Vivre en troupeau en affectant d’être libre ne témoigne de rien d’autre que d’un rapport à soi catastrophiquement aliéné, dans la mesure où cela suppose d’avoir érigé en règle de vie un rapport mensonger à soi-même. Et, de là, à autrui. Ainsi ment-on effrontément aux autres, ceux qui vivent hors des démocraties libérales, lorsqu’on leur dit qu’on vient – avec quelques gadgets en guise de cadeaux, ou les armes à la main en cas de refus – leur apporter la liberté individuelle alors qu’on vise avant tout à les faire entrer dans le grand troupeau des consommateurs.
Mais quelle est la nécessité de ce mensonge? La réponse est simple. Il faut que chacun se dirige librement vers les marchandises que le bon système de production capitaliste fabrique pour lui. «Librement» car, forcé, il résisterait. La contrainte permanente à consommer doit être constamment accompagnée d’un discours de liberté, fausse liberté bien sûr, entendue comme permettant de faire «tout ce qu’on veut».
Notre société est en train d’inventer un nouveau type d’agrégat social mettant en jeu une étrange combinaison d’égoïsme et de grégarité […]. Il témoigne du fait que les individus vivent séparés les uns des autres, ce qui flatte leur égoïsme, tout en étant reliés sous un mode virtuel pour être conduits vers des sources d’abondance. Les industries culturelles [1] jouent ici un grand rôle: la télévision, [l’internet], une bonne partie du cinéma grand public, les réseaux de la téléphonie portable saturés d’offres «personnelles»...

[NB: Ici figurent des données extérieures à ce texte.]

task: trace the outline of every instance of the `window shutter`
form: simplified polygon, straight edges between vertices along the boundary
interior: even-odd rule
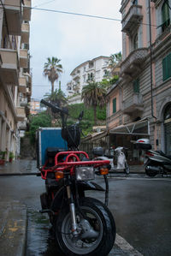
[[[113,99],[113,113],[116,112],[116,98]]]
[[[171,77],[171,53],[162,60],[162,80]]]
[[[133,92],[139,93],[139,80],[137,79],[133,81]]]

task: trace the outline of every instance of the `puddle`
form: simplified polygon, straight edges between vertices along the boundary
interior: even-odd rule
[[[28,209],[26,256],[63,256],[59,254],[48,215]]]

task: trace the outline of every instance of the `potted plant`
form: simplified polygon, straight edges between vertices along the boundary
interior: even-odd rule
[[[5,155],[6,155],[6,151],[0,152],[0,164],[2,165],[5,164]]]
[[[14,153],[10,152],[9,155],[9,159],[10,163],[13,161],[14,157],[15,157]]]

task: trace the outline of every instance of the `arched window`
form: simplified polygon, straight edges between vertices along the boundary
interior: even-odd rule
[[[164,3],[162,7],[162,32],[170,25],[170,15],[169,15],[169,5],[168,0],[164,1]]]

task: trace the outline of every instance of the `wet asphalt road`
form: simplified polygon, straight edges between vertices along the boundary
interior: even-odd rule
[[[98,183],[103,186],[103,179]],[[20,200],[28,207],[27,256],[60,256],[46,214],[40,214],[44,181],[37,176],[0,178],[0,199]],[[171,255],[171,179],[144,176],[109,179],[109,204],[117,233],[143,255]],[[103,200],[103,194],[93,196]],[[115,247],[113,255],[126,254]]]

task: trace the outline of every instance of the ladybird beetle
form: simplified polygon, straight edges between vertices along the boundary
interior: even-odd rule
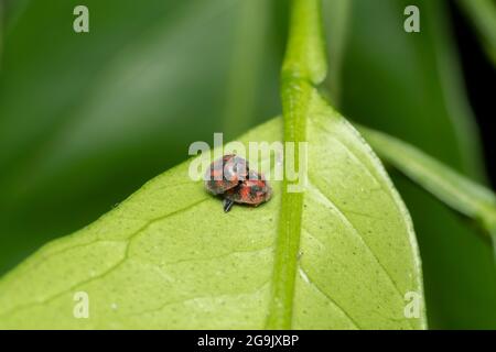
[[[205,174],[205,188],[213,195],[222,195],[245,180],[248,162],[235,154],[224,155],[213,162]]]
[[[258,207],[272,195],[263,175],[249,170],[248,162],[235,154],[224,155],[213,162],[205,174],[205,188],[224,197],[224,211],[235,202]]]
[[[224,211],[228,212],[235,202],[258,207],[271,196],[272,189],[263,175],[250,170],[247,179],[224,194]]]

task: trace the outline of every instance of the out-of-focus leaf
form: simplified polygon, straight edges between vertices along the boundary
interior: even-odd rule
[[[276,119],[240,141],[281,136]],[[405,295],[422,297],[412,224],[380,162],[315,91],[308,138],[310,184],[290,327],[423,328],[423,312],[405,316]],[[190,179],[188,167],[157,177],[7,274],[0,327],[263,328],[281,185],[272,183],[268,204],[225,215],[220,200]],[[89,319],[73,316],[76,292],[88,294]]]
[[[496,196],[482,185],[396,138],[359,128],[380,158],[456,211],[474,219],[496,243]]]
[[[22,11],[7,12],[0,272],[93,221],[185,160],[191,142],[223,130],[242,3],[90,0],[83,34],[73,31],[77,1],[23,1],[15,6]],[[266,44],[254,38],[246,50]],[[273,85],[257,87],[255,116],[279,111],[278,69],[270,47],[265,53],[254,75]]]
[[[494,0],[459,0],[459,4],[472,21],[487,55],[496,65],[496,2]]]
[[[405,8],[420,9],[421,32],[403,31]],[[343,58],[341,110],[481,179],[474,121],[442,0],[354,0]],[[422,254],[431,328],[496,328],[490,248],[448,208],[400,175]],[[476,274],[475,274],[476,273]]]

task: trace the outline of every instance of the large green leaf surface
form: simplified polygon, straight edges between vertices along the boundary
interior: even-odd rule
[[[403,11],[410,4],[420,9],[420,33],[403,31]],[[351,9],[339,111],[479,180],[477,131],[445,1],[353,0]],[[490,246],[459,215],[402,175],[390,175],[416,226],[429,327],[496,328]]]
[[[409,215],[358,133],[313,91],[309,183],[291,327],[419,329],[422,296]],[[240,141],[279,141],[271,120]],[[227,147],[228,151],[228,147]],[[269,163],[268,160],[263,163]],[[1,328],[263,328],[281,184],[259,208],[222,211],[190,163],[145,184],[83,230],[48,243],[0,282]],[[89,318],[73,316],[86,292]],[[423,307],[423,304],[422,304]]]

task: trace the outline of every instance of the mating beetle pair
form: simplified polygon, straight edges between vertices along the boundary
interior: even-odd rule
[[[224,197],[224,211],[235,202],[258,207],[272,196],[263,175],[250,170],[248,162],[235,154],[224,155],[213,162],[205,175],[205,188],[215,196]]]

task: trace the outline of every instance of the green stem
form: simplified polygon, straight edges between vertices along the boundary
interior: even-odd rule
[[[323,81],[326,59],[322,35],[320,0],[293,0],[288,46],[281,73],[284,141],[295,144],[291,160],[299,168],[299,143],[306,142],[306,117],[313,86]],[[287,157],[284,157],[284,164]],[[268,329],[290,329],[294,282],[300,249],[303,194],[289,193],[298,183],[282,182],[282,199],[276,242],[272,293],[267,317]]]

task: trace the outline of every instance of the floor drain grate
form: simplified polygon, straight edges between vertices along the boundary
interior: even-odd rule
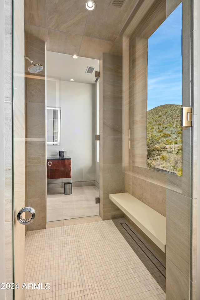
[[[126,223],[121,223],[120,224],[141,250],[165,278],[166,269],[163,264],[158,259],[152,252]]]

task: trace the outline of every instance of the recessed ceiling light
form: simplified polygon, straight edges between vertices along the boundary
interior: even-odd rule
[[[85,7],[87,10],[94,10],[96,8],[96,3],[93,0],[87,0],[85,2]]]

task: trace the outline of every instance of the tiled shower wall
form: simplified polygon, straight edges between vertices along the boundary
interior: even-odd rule
[[[104,53],[99,63],[99,214],[103,220],[124,216],[109,198],[110,194],[124,192],[122,57]]]
[[[180,2],[167,0],[166,3],[163,2],[164,7],[161,9],[160,17],[161,18],[163,13],[164,18],[167,17]],[[153,4],[153,2],[151,2]],[[144,5],[145,3],[145,1]],[[150,2],[147,1],[147,5],[150,3]],[[190,74],[188,72],[190,61],[188,58],[190,51],[190,28],[192,26],[192,19],[190,23],[189,18],[190,2],[183,0],[182,3],[183,104],[188,106],[190,106]],[[151,30],[151,24],[148,29]],[[125,191],[166,216],[166,299],[188,300],[190,285],[192,285],[192,283],[190,282],[191,220],[190,174],[188,170],[190,167],[190,157],[189,147],[186,141],[190,140],[190,129],[188,128],[183,129],[184,146],[183,151],[183,172],[184,176],[182,178],[146,168],[144,165],[142,164],[142,160],[143,163],[146,164],[142,151],[138,151],[136,153],[138,157],[136,159],[135,150],[137,147],[140,145],[140,149],[142,150],[144,146],[142,140],[146,142],[146,138],[144,138],[142,134],[144,132],[145,133],[146,129],[144,130],[144,128],[146,128],[146,103],[144,103],[145,101],[143,99],[146,98],[147,90],[146,85],[140,86],[139,84],[142,81],[146,82],[147,78],[144,77],[146,76],[145,68],[146,70],[147,64],[147,52],[145,50],[146,39],[141,38],[140,40],[138,38],[136,40],[135,44],[132,46],[129,44],[129,39],[126,40],[125,37],[123,44]],[[138,59],[136,62],[134,60],[137,55]],[[139,82],[137,82],[138,80]],[[136,86],[137,83],[138,88]],[[140,88],[137,90],[138,84]],[[146,105],[145,107],[144,105]],[[139,113],[137,113],[138,112]],[[196,164],[196,162],[195,163]],[[193,205],[195,211],[195,201]],[[195,220],[193,220],[194,223]],[[193,268],[194,275],[195,268]],[[195,282],[195,276],[193,278],[193,281]]]
[[[27,38],[26,55],[41,64],[41,72],[31,74],[26,60],[26,205],[36,211],[34,222],[28,230],[43,229],[46,226],[46,162],[45,150],[45,46],[42,41]]]

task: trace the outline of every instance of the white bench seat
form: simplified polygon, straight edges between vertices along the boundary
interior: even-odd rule
[[[110,199],[163,252],[165,252],[165,217],[128,193],[111,194]]]

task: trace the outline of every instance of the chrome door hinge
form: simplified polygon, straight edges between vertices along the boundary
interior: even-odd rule
[[[99,78],[100,76],[100,74],[99,71],[96,71],[95,72],[95,77],[96,78],[96,79],[95,81],[95,82],[97,82],[99,80]]]
[[[99,197],[96,197],[95,198],[95,202],[96,204],[100,203],[100,198]]]
[[[181,108],[182,126],[191,126],[192,120],[192,108],[183,106]]]

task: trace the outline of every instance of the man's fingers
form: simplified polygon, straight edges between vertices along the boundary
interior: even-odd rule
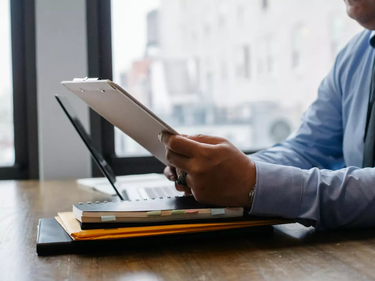
[[[191,194],[191,190],[188,186],[179,185],[177,184],[176,184],[174,185],[176,187],[176,189],[178,191],[182,192],[184,192],[185,194],[186,195],[190,195]]]
[[[164,168],[164,174],[166,178],[171,181],[176,181],[177,179],[176,169],[170,166],[167,166]]]
[[[228,140],[221,137],[215,136],[207,136],[206,135],[193,135],[186,137],[187,139],[191,139],[197,142],[207,144],[217,145],[228,142]]]
[[[172,166],[186,172],[190,170],[192,158],[182,155],[168,148],[165,150],[165,155],[168,163]],[[178,175],[178,173],[177,175]]]
[[[193,157],[196,154],[196,149],[202,145],[182,136],[162,132],[159,139],[165,146],[171,150],[188,157]]]

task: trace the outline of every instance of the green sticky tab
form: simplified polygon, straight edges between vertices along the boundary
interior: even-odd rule
[[[172,214],[177,215],[178,214],[185,214],[184,210],[172,210]]]
[[[147,212],[147,216],[161,216],[161,211],[148,211]]]

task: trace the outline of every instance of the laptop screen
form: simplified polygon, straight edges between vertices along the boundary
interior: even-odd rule
[[[88,149],[91,154],[91,155],[96,164],[98,164],[100,170],[111,182],[120,199],[122,200],[123,200],[121,195],[115,186],[116,178],[113,171],[105,160],[104,160],[102,155],[98,151],[98,150],[95,148],[91,138],[86,132],[84,127],[83,127],[83,125],[80,120],[78,116],[74,111],[68,99],[65,97],[58,95],[56,95],[55,97],[59,104],[63,109],[63,110],[64,111],[64,112],[66,114],[66,116],[68,116],[72,124],[75,128],[78,134],[80,135],[80,136],[81,137],[86,146]]]

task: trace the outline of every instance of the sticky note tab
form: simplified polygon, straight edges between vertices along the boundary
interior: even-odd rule
[[[148,211],[147,212],[147,216],[161,216],[162,215],[162,211]]]
[[[172,215],[177,215],[178,214],[185,214],[184,210],[172,210]]]
[[[116,216],[102,216],[102,221],[110,221],[116,220]]]
[[[225,209],[224,208],[215,208],[211,209],[211,215],[220,215],[225,213]]]
[[[197,210],[185,210],[185,214],[196,214],[198,212]]]

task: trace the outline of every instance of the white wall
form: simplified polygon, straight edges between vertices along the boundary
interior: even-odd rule
[[[88,111],[60,84],[87,76],[85,0],[36,0],[40,179],[89,177],[90,156],[56,100],[68,97],[86,128]]]

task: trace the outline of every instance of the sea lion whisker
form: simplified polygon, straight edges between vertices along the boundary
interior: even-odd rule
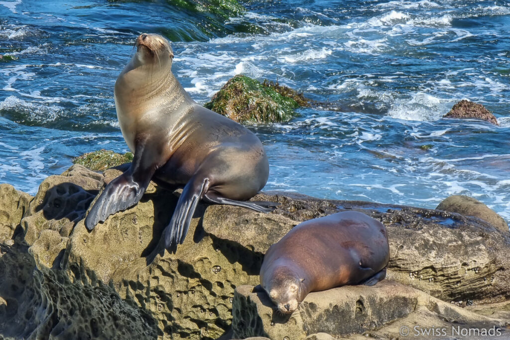
[[[159,55],[158,55],[157,53],[156,53],[156,57],[158,57],[158,61],[159,61],[160,68],[161,68],[161,60],[159,59]]]
[[[339,246],[322,245],[334,244]],[[322,248],[303,251],[311,246]],[[261,267],[260,284],[282,310],[293,313],[303,307],[303,300],[319,282],[322,289],[329,289],[349,282],[380,281],[389,258],[384,224],[358,212],[338,213],[302,222],[271,245]],[[370,263],[371,268],[360,271],[360,263]]]
[[[172,73],[173,53],[165,38],[141,34],[132,50],[135,49],[117,79],[114,92],[119,125],[134,159],[129,172],[110,182],[109,191],[104,192],[105,198],[96,200],[87,227],[91,230],[99,220],[126,206],[116,194],[123,187],[140,189],[136,195],[124,193],[132,206],[152,179],[173,187],[187,185],[195,175],[220,178],[217,182],[211,181],[210,187],[202,188],[199,196],[177,201],[175,211],[186,214],[181,214],[177,227],[164,234],[168,249],[169,245],[173,248],[184,242],[197,203],[208,191],[216,192],[224,186],[227,189],[221,195],[231,202],[222,204],[235,205],[234,199],[252,197],[264,187],[269,163],[262,143],[252,132],[198,104],[186,92]],[[247,159],[250,162],[243,161]],[[163,171],[156,173],[158,167]],[[180,217],[174,217],[176,220]]]

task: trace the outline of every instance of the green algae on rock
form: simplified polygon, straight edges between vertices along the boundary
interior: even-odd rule
[[[230,79],[204,107],[239,123],[289,120],[307,100],[286,86],[238,75]]]
[[[0,239],[0,338],[61,334],[62,338],[212,339],[228,334],[231,323],[239,332],[243,322],[250,327],[260,318],[270,323],[270,316],[259,314],[272,312],[270,307],[252,308],[246,299],[244,309],[235,308],[233,319],[233,301],[234,306],[242,302],[234,290],[245,285],[251,290],[259,283],[264,253],[293,227],[346,210],[364,212],[386,225],[392,254],[388,278],[400,288],[385,280],[375,290],[358,286],[311,293],[296,313],[298,319],[291,318],[286,326],[302,332],[291,323],[306,323],[307,334],[316,335],[311,338],[325,338],[317,334],[396,334],[399,327],[422,318],[433,323],[443,317],[460,320],[473,326],[486,321],[495,325],[495,318],[508,320],[504,308],[510,302],[510,234],[479,218],[260,193],[252,199],[280,205],[264,214],[199,203],[190,227],[193,237],[187,238],[175,253],[160,254],[147,265],[178,195],[149,185],[138,204],[89,232],[83,221],[85,212],[105,184],[119,174],[115,169],[98,173],[74,165],[45,179],[33,198],[0,186],[5,201],[0,204],[0,235],[5,236]],[[386,292],[385,297],[377,297],[378,292]],[[241,288],[236,294],[240,292]],[[478,316],[462,308],[493,303],[499,304],[493,306],[497,316],[492,309]],[[345,315],[351,322],[339,325],[343,330],[321,328],[339,326]],[[384,329],[373,329],[372,322]],[[449,323],[444,322],[445,327]],[[271,331],[281,328],[270,325]]]
[[[0,62],[8,62],[11,61],[11,60],[16,60],[18,58],[14,57],[14,56],[8,56],[6,55],[0,55]]]
[[[483,105],[466,99],[461,100],[454,105],[450,112],[443,116],[443,118],[480,119],[499,126],[496,117]]]
[[[109,168],[121,165],[133,161],[133,153],[117,153],[110,150],[101,149],[98,151],[84,153],[72,159],[74,164],[80,164],[94,171],[103,171]]]

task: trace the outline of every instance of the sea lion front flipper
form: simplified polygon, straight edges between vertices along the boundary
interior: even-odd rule
[[[369,286],[373,285],[379,281],[384,280],[385,277],[386,277],[386,267],[385,267],[380,271],[376,273],[375,275],[369,277],[360,284]]]
[[[191,177],[184,186],[172,219],[164,232],[165,248],[169,251],[174,249],[177,243],[182,244],[184,242],[198,201],[209,187],[208,178],[199,178],[196,176]]]
[[[251,209],[259,213],[270,213],[279,205],[274,202],[250,202],[248,201],[236,201],[230,198],[222,197],[215,192],[208,192],[203,195],[205,200],[217,204],[226,204],[235,206],[241,206]]]
[[[156,168],[150,163],[150,153],[145,152],[146,142],[138,141],[133,162],[128,164],[129,167],[108,184],[94,203],[85,218],[85,226],[89,230],[110,215],[133,206],[142,198]]]
[[[130,167],[111,181],[105,188],[85,219],[85,226],[89,230],[99,222],[117,212],[125,210],[138,202],[150,181],[136,181]]]

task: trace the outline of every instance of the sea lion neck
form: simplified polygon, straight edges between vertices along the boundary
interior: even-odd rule
[[[140,65],[133,57],[115,82],[114,96],[119,125],[130,149],[134,152],[135,140],[139,133],[164,120],[170,129],[183,114],[195,104],[170,70],[159,65]],[[166,118],[160,114],[167,112]]]

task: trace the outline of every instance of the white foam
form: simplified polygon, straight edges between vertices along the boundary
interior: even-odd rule
[[[419,8],[438,8],[442,7],[437,3],[429,0],[421,0],[420,1],[390,1],[383,4],[377,4],[377,7],[382,8],[398,8],[406,9],[417,9]]]
[[[392,10],[389,13],[369,19],[367,22],[371,26],[390,26],[397,23],[404,23],[410,18],[409,14]]]
[[[278,57],[278,59],[282,62],[297,63],[301,61],[324,59],[332,53],[333,51],[331,49],[326,47],[322,47],[320,50],[308,49],[304,53],[301,52],[287,56],[280,56]]]
[[[16,6],[21,3],[21,0],[14,0],[14,1],[0,1],[0,5],[5,6],[13,13],[18,13],[16,11]]]
[[[431,95],[416,92],[411,99],[399,98],[388,110],[388,115],[405,120],[435,120],[447,112],[447,104]]]

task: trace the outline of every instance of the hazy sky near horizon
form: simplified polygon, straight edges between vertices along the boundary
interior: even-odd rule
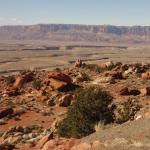
[[[0,0],[0,25],[150,25],[150,0]]]

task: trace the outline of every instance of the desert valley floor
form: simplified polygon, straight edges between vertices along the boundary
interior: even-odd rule
[[[1,41],[0,73],[68,67],[79,58],[88,63],[149,62],[149,48],[144,44]]]

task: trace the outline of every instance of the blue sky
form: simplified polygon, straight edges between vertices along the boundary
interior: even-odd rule
[[[150,25],[150,0],[0,0],[0,25]]]

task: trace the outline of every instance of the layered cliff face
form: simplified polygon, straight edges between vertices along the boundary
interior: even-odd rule
[[[41,24],[1,26],[1,40],[149,42],[150,26]]]

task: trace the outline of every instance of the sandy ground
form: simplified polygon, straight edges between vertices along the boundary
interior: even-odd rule
[[[66,45],[90,45],[90,47],[74,47],[66,49]],[[121,61],[150,62],[148,45],[127,45],[127,48],[119,48],[118,45],[100,43],[35,43],[35,42],[2,42],[0,41],[0,73],[15,72],[20,70],[51,69],[56,67],[68,67],[76,59],[85,62],[98,63]],[[91,46],[105,47],[91,47]],[[121,45],[121,44],[120,44]],[[120,46],[119,45],[119,46]],[[58,50],[51,50],[52,46],[58,46]],[[107,47],[108,46],[108,47]],[[46,47],[46,48],[45,48]]]

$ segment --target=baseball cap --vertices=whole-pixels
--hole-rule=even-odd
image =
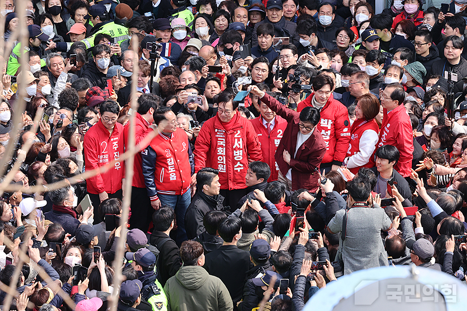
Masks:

La télévision est avant tout un média domestique, et c’est dans une famille déjà en crise qu’elle est venue s’installer. On a parlé de l’«individualisation», de la «privatisation» et de la «pluralisation» de la famille, issues de la désarticulation inédite des liens de conjugalité et des liens de filiation. Certains auteurs évoquent même une «désinstitutionnalisation» qui serait à rattacher à la chute des relations d’autorité et à la montée de relations d’égalité. De groupe structuré par des pôles et des rôles, la famille devient un simple groupement fonctionnel d’intérêts économico-affectifs: chacun peut vaquer à ses occupations propres, sans qu’il s’ensuive des droits et des devoirs spécifiques pour personne. Par exemple, chacun – père, mère ou enfants – ira grappiller dans le réfrigérateur de quoi se sustenter aux heures où il lui faudra apaiser sa faim avant de retourner dans sa chambre devant la télé ou la vidéo sans en passer par le rituel commun du repas.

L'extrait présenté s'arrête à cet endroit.